In the Danish-Norwegian period, Elverum was the location for a bailiff (fogd), a judge (sorenskriver), a church provost (prost), and numerous military officers.

It became important as a market town as well. In 1570 Hamar Cathedral in Hamar was burned and Hamarhus castle was destroyed by the Swedish armies during the Seven Years' War with Sweden. Hamar lost its city status, leaving no kjøpstad, or official market city, between Christiania and Trondheim. Eastern Norway needed an organized market for trading goods. The Grundset market (Grundsetmart'n) in Elverum grew to meet the need. It is recorded as existing in the 17th century, and in 1765 the owner of Gaarder obtained special market privileges from the king, to take place six miles north of the population center of Elverum on his estate. By 1767, it was described as Norway's largest and most famous market. In the first week of March, for almost 300 years, the folks of the district met to trade and to celebrate. People from Gudbrandsdal, Oslo, Trøndelag, and Sweden also regularly came to Grundsetmart'n. The Grundset market was finally abandoned in 1901, when pressures of the railroad and other markets made it superfluous.

==Elverum Church==

Elverum Church (Elverum kirke) is a cruciform church. The church was built in 1736 and inaugurated in 1738. The edifice is of wood and has 700 seats.
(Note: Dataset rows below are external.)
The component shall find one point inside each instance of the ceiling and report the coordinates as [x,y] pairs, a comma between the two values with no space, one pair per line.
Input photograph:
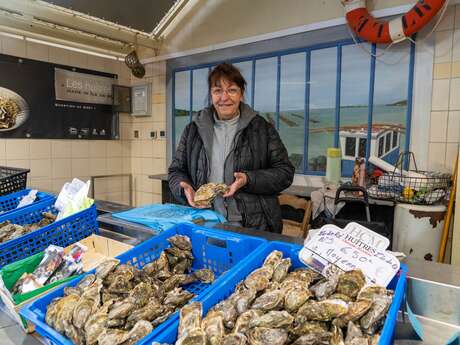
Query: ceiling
[142,15]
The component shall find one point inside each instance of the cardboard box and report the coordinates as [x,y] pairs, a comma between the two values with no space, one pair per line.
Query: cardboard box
[99,248]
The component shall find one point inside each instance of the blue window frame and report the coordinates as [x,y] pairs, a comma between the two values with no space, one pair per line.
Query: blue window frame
[318,97]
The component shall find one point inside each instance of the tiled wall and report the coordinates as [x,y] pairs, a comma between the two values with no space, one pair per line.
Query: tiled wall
[54,162]
[444,138]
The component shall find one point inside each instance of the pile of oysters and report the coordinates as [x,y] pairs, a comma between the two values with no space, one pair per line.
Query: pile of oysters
[121,304]
[206,194]
[9,231]
[276,306]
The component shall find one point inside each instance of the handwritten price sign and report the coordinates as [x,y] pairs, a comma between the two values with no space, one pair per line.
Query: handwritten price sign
[346,249]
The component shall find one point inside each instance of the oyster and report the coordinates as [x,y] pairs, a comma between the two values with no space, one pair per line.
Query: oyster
[321,311]
[194,337]
[213,326]
[121,309]
[235,339]
[281,270]
[112,337]
[295,298]
[324,288]
[377,312]
[103,269]
[269,300]
[273,319]
[139,331]
[355,311]
[190,318]
[273,259]
[206,194]
[267,336]
[178,297]
[243,300]
[204,275]
[242,323]
[181,242]
[228,309]
[350,283]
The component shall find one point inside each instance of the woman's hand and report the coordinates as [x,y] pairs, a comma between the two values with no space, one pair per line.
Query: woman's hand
[241,179]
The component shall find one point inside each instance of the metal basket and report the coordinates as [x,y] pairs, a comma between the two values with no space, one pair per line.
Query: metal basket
[412,186]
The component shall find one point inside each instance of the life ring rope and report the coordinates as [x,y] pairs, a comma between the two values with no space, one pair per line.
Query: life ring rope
[398,29]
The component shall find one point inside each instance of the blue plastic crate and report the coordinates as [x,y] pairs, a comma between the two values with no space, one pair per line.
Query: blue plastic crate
[218,250]
[62,233]
[227,287]
[9,202]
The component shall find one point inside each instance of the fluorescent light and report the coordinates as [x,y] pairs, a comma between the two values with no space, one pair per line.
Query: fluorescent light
[57,45]
[7,34]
The church was greatly changed in 1878 under the leadership of architect Henrik Thrap-Meyer. In 1937–1938, the interior from the 1700s was restored with the windows and entrance doors returned to the original shape. The decorative leaf decor in the chancel was completed and galleries reconstructed.

== Sport ==
The local handball Elverum Håndball is one of the most successful teams in Norway.